Um, no.  No, no, no.  Say it ain't so.  This humanities scholar has self-plagiarized.  This person has just repeated themselves verbatim in a totally new work of "scholarship."  And, let's go to the worst-case scenario: let's say that this person is a rhetoric-and-composition scholar with a tenure-track position and has even written a textbook about academic writing.

Let's say that happened.  Just, like, hypothetically.
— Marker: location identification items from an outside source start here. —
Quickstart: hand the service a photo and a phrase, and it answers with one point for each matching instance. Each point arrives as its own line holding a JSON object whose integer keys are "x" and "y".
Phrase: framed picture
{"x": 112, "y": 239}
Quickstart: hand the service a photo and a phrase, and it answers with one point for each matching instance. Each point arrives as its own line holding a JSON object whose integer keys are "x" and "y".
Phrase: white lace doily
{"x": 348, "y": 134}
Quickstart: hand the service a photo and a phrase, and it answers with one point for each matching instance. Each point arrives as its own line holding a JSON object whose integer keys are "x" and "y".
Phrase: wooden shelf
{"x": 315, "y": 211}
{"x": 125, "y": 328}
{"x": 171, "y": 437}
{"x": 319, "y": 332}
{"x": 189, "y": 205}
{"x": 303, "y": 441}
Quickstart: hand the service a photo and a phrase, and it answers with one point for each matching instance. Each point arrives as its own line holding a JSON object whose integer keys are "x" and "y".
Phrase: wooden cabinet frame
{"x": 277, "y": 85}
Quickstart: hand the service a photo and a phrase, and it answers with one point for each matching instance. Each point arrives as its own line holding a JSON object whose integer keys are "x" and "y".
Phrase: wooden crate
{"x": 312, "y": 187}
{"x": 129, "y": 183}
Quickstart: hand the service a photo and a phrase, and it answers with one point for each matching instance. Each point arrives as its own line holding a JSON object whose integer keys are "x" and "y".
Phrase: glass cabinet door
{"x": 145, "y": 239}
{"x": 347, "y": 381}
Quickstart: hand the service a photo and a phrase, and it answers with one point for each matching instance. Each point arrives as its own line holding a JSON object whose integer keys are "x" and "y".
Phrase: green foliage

This is truly ugly.  It's hypocritical.  It's professional malpractice.  It's self-sabotage.  Any humanities scholar, especially someone who specializes in rhetoric and/or writing, has no excuse.  They have no appeal to any of the three reasons why students might plagiarize.  Let me count the ways:

  1. Self-plagiarists in the humanities, especially writing-studies specialists, cannot claim ignorance of the subject matter they're writing about.  Clearly, as someone who's published on this topic before, they should be able to think of new things to say about this topic.  If they can't, they should take several seats and let someone else who has something new and fresh to say have a chance.  But this is one of the many problems of the academy today: publish or perish leads to a glut of echo-chamber publications.  It leads to cliques of scholars publishing each other's scholarship once one of them gets into an editorial position.  Perhaps self-plagiarizing humanities scholars think that no one is actually reading their work, at least not closely, and they'll never get caught.  That's woefully abject in its cynicism.
  2. They cannot claim to be ignorant about what constitutes plagiarism.  If you're a professional academic, you've encountered dozens of definitions of plagiarism.  It's your job to enforce plagiarism policies in your classes.  You can't say that you didn't realize that just repeating your own words and not providing a citation to that information is dishonest.  You can't say that you think there's no harm in trying to get ahead in the publish or perish game by cutting corners, by trying to seem as if you've got new, fresh ideas when in fact you're just repeating yourself.  This is why outsiders don't take the humanities seriously.  Things like this.  When we don't actually bring new, worthwhile knowledge to the table.  This is why.  This.
  3. They cannot claim to have run out of time.  Behind on that deadline?  Either ask for an extension or sit down and let someone else have a go.  I'm in the middle of an epic battle with myself about whether I'm ever going to get a chapter submitted for a certain edited collection.  But I'm not going to steal someone else's words or try to pass off words that I've already published somewhere else in order to have another publication line on my CV.  Neither would I steal just one sentence.  It's not going to save me that much time.  In the time that I saved by not trying to think of a new way to phrase that same idea, I'm not going to be able to fit in another student advising session or another email or another meeting or time enough to prep a whole class, etc.  It's not saving that much time to self-plagiarize just one line.  So why bother?  It's just lazy and ugly, and it suggests that what we do is cheap and not worthy of building upon.  It suggests that even we "really" know that what we do is just the same thing over and over.  As long as we get the publication glory, right?

So, I'm not saying anything.  I'm just saying.  If you're a scholar in the humanities and you're thinking of self-plagiarizing, don't.  Wait to write when you actually have something new to contribute.  Give someone else a chance, if the best you can do is repeat yourself.  If we're in this cosmic cocktail party together, then just remember that no one likes to chat up the person who just keeps saying the same thing over and over.  What's the point of listening to that?